I don’t believe in using non organic sprays in my garden, indoor or out. For me horticultural oil and insecticidal soap and neem and are as hard core as I go. To my mind if a plant is getting repeatedly adversely affected by pests or diseases I will try another species.
Consider these tiny black fly-like insects to be an indicator that your soil is staying too wet. This is usually a light-water-drainage issue. That is: not enough light, too much or too frequent waterings or inadequate drainage.
Your pot must have a hole in it, ideally a couple, always feel the soil and lift the pot to see how heavy it is before you water. Unless you are growing a maidenhair fern, your pot should feel lighter than when you just watered and soil should be dry to your middle knuckle.
Most importantly your plant must have a window it belongs too and ideally it should beable to see the sky but not the sun. Light is food for plants and if your plant is getting lots of lovely light you are less likely to have moisture problems.
Mealybug and Scale
These are two different insects, but live and die the same way. Scale looks like little brown, green or or black scabs or scales, or weird white creature (google cottony cushion scale, the stuff horror movies are made of (ewwww!)
Mealybug looks like tiny white specks, white fluffy stuff or white slaters with two tails.
Quarantine, remove heavily affected foliage, wipe and if necessary spray. You will need to repeat the treatment in about 7 days or according to the product manufacturers direction.
Like little tiny spiders - webs and all. The damage can look like white speckles, like the colour has been sucked out of the plant. These pests can be difficult to spot sometimes.
To remove these pests a gentle spray with the hose works well. Be sure spray away all webs as the pests can shelter underneath from pest sprays. Quarantine, remove the worst affected foliage, squirt, and spray with horticultural oil or insecticidal soap and repeat as directed by manufacturer.
These are also called Thunderfly, They are tiny skinny winged black bugs ...These guys are a right pain, as well as sucking the goodness from your plant they can also transmit planty viruses, and apparently they can bite!
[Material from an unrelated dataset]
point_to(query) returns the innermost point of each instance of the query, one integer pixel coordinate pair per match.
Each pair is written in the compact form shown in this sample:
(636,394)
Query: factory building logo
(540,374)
I have yet to have an outbreak inside, but I remember them sitting on our faction shirts during school carnivals, they are attracted to the colour blue so blue sticky traps are used in agricultural settings.
Wipe these babies away and then - insecticidal soap, pyrethrin, or neem or you can dust your plant with dimetaceous earth. Because these spread voraciously consider how much you love your plant may be best to throw away and start again. They lay their eggs inside the plant tissue, so these bugs are really hard to deal with.
These are tiny white winged insects, as the name suggest like teeny tiny white flies. They hang out underneath the leaf munching away. The damage they do can look like little wriggly lines as they much little pathways along the leaves. Quarantine, wipe and spray.